How to find all values which only appear less than X times in a vector

5.4k views Asked by At

I have a vector, in this case a character vector. I want all the elements which only appear once in the vector, but the solution should be generalizable for limits other than 1.

I can pick them manually if I use the table function. I thought that the solution would look something like

frequencies <- table(myVector)
myVector[??@frequencies <= 1] 

But first of all, I don't know the slot name which will have to go into ??, and searches for documentation on the table object lead me to nowhere.

Second, while the documentation for table() says that it returns 'an object of class "table"', trying the above with some random word used instead of ??, I didn't get a "no such slot" error, but

Error: trying to get slot "frequencies" from an object of a basic class ("function") with no slots

which seems to indicate that the above won't function even if I knew the slot name.

So what is the correct solution, and how do I get at the separate columns in a table when I need them?

2

There are 2 answers

1
Konrad Rudolph On BEST ANSWER

You don’t need table for this:

vector <- c(1, 0, 2, 2, 3, 2, 1, 4)
threshold <- 1
Filter(function (elem) length(which(vector == elem)) <= threshold, vector)
# [1] 0 3 4

You can use table, but then you get the result as character strings rather than numbers.
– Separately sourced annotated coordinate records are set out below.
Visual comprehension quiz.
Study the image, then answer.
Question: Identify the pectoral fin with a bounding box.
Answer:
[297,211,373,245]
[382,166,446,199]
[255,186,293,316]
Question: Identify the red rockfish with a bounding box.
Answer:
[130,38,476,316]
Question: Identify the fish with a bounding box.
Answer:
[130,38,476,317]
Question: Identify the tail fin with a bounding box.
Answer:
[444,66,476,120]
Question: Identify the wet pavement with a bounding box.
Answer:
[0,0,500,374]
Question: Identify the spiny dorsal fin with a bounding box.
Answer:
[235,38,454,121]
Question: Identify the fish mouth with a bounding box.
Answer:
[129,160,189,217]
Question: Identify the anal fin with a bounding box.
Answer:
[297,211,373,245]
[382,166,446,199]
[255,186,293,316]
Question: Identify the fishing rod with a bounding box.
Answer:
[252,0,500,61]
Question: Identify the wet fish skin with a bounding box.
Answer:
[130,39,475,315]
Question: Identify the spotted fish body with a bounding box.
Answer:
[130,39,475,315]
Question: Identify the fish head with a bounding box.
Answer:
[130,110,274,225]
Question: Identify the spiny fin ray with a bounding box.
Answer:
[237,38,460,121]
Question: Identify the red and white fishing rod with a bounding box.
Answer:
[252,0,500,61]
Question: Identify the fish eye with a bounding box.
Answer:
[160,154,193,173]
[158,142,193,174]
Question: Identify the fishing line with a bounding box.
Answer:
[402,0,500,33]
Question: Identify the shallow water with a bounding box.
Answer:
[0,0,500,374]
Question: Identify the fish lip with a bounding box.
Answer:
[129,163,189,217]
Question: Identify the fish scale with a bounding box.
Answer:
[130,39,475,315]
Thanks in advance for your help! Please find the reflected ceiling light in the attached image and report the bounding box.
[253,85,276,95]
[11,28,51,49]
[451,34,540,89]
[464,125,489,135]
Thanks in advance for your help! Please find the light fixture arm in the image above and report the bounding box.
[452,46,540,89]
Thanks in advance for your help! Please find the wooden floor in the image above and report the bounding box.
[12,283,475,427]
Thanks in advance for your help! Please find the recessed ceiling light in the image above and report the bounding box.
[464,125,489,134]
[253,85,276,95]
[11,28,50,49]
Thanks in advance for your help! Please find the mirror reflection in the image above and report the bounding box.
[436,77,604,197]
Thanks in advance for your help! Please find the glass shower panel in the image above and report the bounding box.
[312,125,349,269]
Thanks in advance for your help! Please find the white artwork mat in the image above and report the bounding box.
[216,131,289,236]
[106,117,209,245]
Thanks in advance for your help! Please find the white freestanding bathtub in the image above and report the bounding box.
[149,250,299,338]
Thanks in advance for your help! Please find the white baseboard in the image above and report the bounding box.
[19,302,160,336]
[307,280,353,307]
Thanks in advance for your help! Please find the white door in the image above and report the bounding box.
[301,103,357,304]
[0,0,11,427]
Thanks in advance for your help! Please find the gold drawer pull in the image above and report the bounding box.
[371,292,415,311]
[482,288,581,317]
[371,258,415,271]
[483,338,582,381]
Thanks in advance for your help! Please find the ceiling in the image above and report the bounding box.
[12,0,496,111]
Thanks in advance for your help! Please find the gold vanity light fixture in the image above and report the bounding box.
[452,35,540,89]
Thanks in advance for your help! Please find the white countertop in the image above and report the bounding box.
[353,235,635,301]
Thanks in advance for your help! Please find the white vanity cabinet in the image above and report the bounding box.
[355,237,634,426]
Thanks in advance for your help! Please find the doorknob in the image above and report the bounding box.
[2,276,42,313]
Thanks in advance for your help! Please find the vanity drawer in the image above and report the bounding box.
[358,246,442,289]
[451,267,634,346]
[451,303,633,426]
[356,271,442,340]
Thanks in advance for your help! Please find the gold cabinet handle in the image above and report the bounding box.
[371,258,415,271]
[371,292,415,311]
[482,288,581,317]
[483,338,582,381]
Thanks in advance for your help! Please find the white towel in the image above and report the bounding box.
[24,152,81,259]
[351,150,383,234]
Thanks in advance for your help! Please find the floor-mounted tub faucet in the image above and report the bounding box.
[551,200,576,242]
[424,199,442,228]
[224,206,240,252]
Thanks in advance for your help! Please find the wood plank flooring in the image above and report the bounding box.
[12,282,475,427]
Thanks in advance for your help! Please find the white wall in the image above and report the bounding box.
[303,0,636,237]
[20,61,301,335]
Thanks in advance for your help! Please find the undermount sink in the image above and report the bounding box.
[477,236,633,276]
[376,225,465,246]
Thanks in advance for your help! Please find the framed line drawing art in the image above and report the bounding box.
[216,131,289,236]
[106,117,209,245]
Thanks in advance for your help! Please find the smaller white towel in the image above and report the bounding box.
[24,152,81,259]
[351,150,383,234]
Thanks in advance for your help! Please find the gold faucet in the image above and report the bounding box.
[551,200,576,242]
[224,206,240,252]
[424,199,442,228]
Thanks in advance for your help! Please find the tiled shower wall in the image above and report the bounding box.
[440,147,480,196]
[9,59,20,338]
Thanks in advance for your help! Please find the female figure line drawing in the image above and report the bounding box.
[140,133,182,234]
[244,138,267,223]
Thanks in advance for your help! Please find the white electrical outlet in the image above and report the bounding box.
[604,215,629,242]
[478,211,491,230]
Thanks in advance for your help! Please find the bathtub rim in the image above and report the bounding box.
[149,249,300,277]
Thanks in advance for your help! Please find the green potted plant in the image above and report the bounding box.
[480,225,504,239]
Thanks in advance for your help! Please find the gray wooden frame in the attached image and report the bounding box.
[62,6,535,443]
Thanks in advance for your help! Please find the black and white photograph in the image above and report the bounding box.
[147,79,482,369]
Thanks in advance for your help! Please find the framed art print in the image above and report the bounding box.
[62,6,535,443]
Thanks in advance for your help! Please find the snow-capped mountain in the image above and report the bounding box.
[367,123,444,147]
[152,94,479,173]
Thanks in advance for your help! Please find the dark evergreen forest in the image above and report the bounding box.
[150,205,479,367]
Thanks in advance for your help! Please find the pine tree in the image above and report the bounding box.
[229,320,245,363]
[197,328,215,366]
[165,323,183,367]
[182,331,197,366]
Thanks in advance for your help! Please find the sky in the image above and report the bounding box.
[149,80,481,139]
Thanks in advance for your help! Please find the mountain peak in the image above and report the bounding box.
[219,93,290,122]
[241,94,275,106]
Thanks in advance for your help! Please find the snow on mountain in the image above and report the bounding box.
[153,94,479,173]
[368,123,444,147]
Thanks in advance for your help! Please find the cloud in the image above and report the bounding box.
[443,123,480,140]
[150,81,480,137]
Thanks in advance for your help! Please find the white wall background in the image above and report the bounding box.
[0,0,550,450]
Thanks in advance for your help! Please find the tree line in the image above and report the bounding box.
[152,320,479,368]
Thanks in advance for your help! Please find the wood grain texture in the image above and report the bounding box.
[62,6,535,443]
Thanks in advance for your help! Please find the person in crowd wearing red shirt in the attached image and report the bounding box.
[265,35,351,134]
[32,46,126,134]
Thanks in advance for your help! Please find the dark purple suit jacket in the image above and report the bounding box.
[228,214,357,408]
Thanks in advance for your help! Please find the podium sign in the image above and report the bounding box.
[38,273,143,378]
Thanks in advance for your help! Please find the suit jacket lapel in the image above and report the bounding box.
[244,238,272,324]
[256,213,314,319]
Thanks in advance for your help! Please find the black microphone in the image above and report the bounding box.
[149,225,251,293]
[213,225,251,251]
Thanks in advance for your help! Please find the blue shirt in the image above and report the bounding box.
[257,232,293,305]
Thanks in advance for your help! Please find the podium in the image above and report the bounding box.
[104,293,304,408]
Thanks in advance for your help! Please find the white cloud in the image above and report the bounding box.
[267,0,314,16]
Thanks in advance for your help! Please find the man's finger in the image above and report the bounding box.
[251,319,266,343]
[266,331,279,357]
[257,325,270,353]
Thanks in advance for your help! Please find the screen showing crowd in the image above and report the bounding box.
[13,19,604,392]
You can convert them back, of course, but it’s somehow less elegant:

tab <- table(vector)
names(tab)[tab <= threshold]
# [1] "0" "3" "4"
0
rumtscho On

D'oh, the documentation of the table function led me on a merry chase of imaginary object slots.

Whatever the table() function returns, it acts as a simple numeric vector. So my solution idea works when written as:

threshold <- 1
frequencies <- table(myVector)
frequencies[frequencies <= threshold]